Le procès affirme également qu’une partie des redevances de Kris Kross serait restée pendant des années dans un système comptable distinct, à l’insu des auteurs. Dupri demande un procès devant jury, un minimum de 18 millions de dollars, des intérêts et des honoraires d’avocat. Sony, à son tour, a déclaré à la presse internationale que l’affaire concernait un différend sur la comptabilité des redevances que les parties essayaient déjà de résoudre et s’est dit déçu de la décision de So So Def de porter l’affaire devant les tribunaux.
Redevances : un vieux refrain de l’industrie
Le combat de Dupri est récent, mais le sujet est ancien. Le paiement des droits musicaux a toujours été l’un des domaines les plus sensibles de l’industrie musicale, en particulier lorsque les succès traversent des décennies, changent de format et continuent de générer des revenus grâce à la radio, au streaming, aux téléchargements, aux rééditions et aux licences.

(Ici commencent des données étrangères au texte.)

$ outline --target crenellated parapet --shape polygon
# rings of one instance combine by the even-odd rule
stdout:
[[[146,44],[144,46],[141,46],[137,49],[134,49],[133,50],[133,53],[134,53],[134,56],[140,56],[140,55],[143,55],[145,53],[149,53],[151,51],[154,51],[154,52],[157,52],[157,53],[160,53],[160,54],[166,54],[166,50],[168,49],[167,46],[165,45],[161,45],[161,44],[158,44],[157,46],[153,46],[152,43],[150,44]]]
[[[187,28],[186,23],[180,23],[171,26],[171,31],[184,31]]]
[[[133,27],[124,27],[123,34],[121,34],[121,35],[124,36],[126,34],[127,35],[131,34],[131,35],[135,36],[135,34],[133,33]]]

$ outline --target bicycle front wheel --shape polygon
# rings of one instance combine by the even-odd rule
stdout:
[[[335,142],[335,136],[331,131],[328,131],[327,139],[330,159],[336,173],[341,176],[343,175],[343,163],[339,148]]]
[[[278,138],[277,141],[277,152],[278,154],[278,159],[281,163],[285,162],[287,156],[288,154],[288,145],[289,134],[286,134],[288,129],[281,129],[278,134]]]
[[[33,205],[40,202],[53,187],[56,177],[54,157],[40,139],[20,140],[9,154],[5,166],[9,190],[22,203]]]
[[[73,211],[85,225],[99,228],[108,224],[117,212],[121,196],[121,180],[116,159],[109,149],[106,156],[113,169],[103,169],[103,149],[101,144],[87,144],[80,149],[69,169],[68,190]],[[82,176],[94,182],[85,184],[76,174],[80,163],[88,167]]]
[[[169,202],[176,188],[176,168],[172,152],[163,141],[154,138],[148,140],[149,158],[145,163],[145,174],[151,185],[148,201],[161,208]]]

Parmi les cas les plus mémorables figurent les Beatles, dont la société Apple Corps a mis fin en 2007 à un différend sur les redevances avec EMI estimé à 30 millions de livres sterling ; Prince, qui s’est battu contre Warner Bros. pour le contrôle de ses maîtres et a signé à nouveau un accord avec le label en 2014 ; Taylor Swift, qui a transformé la lutte pour ses maîtres en campagne de réenregistrement avant de reprendre le contrôle de son catalogue ; et Paul McCartney, qui est allé jusqu’à poursuivre Sony/ATV en justice pour obtenir les droits sur les chansons des Beatles.
La nouvelle bataille de Jermaine Dupri contre Sony Music ne sera pas le dernier chapitre d’une histoire qui suit l’industrie musicale depuis ses débuts. Alors que les grands succès continuent de générer des revenus pendant des décennies, les conflits sur qui a droit à chaque partie de ces revenus continuent de faire partie des coulisses de la musique.